# [Effective TensorFlow for Non-Experts (Google IO '17)](http://youtu.be/?v=5DknTFbcGVM)
c:\Users\hcche\Documents\ML YouTube and Moocs\Machine Learning\Misc of ML and AI\Inception slim models API\Effective TensorFlow for Non-Experts (Google I_O '17)-5DknTFbcGVM.mp4                      
# [Estimator demo using Automobile dataset](https://gist.github.com/martinwicke/6838c23abdc53e6bcda36ed9f40cff39)
[Jupyter Notebook martinwicke/automobile.ipynb](https://goo.gl/0OgXiL)




In [50]:
from __future__ import print_function
from __future__ import division
from __future__ import absolute_import

In [51]:
# First thing to do: Download https://archive.ics.uci.edu/ml/machine-learning-databases/autos/imports-85.data

In [52]:
# We're using pandas to read the CSV file.

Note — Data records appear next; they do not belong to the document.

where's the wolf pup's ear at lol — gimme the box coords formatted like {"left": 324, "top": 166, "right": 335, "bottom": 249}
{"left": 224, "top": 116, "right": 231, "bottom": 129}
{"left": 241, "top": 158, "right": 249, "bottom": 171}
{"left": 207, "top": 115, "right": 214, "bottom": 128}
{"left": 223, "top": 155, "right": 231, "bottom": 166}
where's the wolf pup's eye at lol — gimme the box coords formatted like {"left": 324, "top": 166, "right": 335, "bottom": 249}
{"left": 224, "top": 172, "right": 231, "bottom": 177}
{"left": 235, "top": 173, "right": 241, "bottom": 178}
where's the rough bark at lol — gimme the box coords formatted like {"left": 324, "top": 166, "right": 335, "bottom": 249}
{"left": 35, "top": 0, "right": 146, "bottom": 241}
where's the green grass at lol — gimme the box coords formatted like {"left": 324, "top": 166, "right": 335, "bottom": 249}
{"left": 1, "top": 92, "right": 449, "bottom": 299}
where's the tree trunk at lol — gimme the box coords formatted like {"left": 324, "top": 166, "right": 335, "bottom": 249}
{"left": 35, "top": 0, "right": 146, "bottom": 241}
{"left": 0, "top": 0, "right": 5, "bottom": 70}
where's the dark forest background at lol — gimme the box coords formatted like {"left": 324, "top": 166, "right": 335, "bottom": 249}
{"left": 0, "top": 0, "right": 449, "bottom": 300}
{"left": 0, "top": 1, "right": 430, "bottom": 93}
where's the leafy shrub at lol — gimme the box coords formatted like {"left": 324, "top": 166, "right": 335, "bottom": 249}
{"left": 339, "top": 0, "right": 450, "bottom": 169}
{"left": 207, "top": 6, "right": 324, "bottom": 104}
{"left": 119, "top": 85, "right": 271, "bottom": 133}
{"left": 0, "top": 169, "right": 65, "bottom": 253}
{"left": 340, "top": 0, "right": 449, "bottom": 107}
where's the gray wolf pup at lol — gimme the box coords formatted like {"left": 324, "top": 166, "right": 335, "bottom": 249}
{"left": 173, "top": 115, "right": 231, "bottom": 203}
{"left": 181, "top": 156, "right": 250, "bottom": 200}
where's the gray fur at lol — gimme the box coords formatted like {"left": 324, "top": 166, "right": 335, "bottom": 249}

This is easy for small datasets, but for large and complex datasets,
# tensorflow parsing and processing functions are more powerful.
import pandas as pd
import numpy as np

In [53]:
# The CSV file does not have a header, so we have to fill in column names.
names = [
    'symboling', 
    'normalized-losses', 
    'make', 
    'fuel-type', 
    'aspiration',
    'num-of-doors',
    'body-style',
    'drive-wheels',
    'engine-location',
    'wheel-base',
    'length',
    'width',
    'height',
    'curb-weight',
    'engine-type',
    'num-of-cylinders',
    'engine-size',
    'fuel-system',
    'bore',
    'stroke',
    'compression-ratio',
    'horsepower',
    'peak-rpm',
    'city-mpg',
    'highway-mpg',
    'price',
]

# We also have to specify dtypes.
dtypes = {
    'symboling': np.int32, 
    'normalized-losses': np.float32, 
    'make': str, 
    'fuel-type': str, 
    'aspiration': str,
    'num-of-doors': str,
    'body-style': str,
    'drive-wheels': str,
    'engine-location': str,
    'wheel-base': np.float32,
    'length': np.float32,
    'width': np.float32,
    'height': np.float32,
    'curb-weight': np.float32,
    'engine-type': str,
    'num-of-cylinders': str,
    'engine-size': np.float32,
    'fuel-system': str,
    'bore': np.float32,
    'stroke': np.float32,
    'compression-ratio': np.float32,
    'horsepower': np.float32,
    'peak-rpm': np.float32,
    'city-mpg': np.float32,
    'highway-mpg': np.float32,
    'price': np.float32,    
}

In [54]:
# Read the file.
df = pd.read_csv('imports-85.data', names=names, dtype=dtypes, na_values='?')

In [55]:
# Some rows don't have price data, we can't use those.
df = df.dropna(axis='rows', how='any', subset=['price'])

In [56]:
# Fill missing values in continuous columns with zeros instead of NaN.
float_columns = [k for k,v in dtypes.items() if v == np.float32]
df[float_columns] = df[float_columns].fillna(value=0., axis='columns')
# Fill missing values in continuous columns with '' instead of NaN (NaN mixed with strings is very bad for us).
string_columns = [k for k,v in dtypes.items() if v == str]
df[string_columns] = df[string_columns].fillna(value='', axis='columns')

In [57]:
# Split the data into a training set and an eval set.
training_data = df[:160]
eval_data = df[160:]

# Separate input features from labels
training_label = training_data.pop('price')
eval_label = eval_data.pop('price')

In [58]:
# Now we can start using some TensorFlow.
import tensorflow as tf
print('please make sure that version >= 1.2:')
print(tf.__version__)

please make sure that version >= 1.2:
1.4.0


In [59]:
# Make input function for training: 
#   num_epochs=None -> will cycle through input data forever
#   shuffle=True -> randomize order of input data
training_input_fn = tf.estimator.inputs.pandas_input_fn(
    x=training_data, y=training_label, 
    batch_size=64, shuffle=True, num_epochs=None)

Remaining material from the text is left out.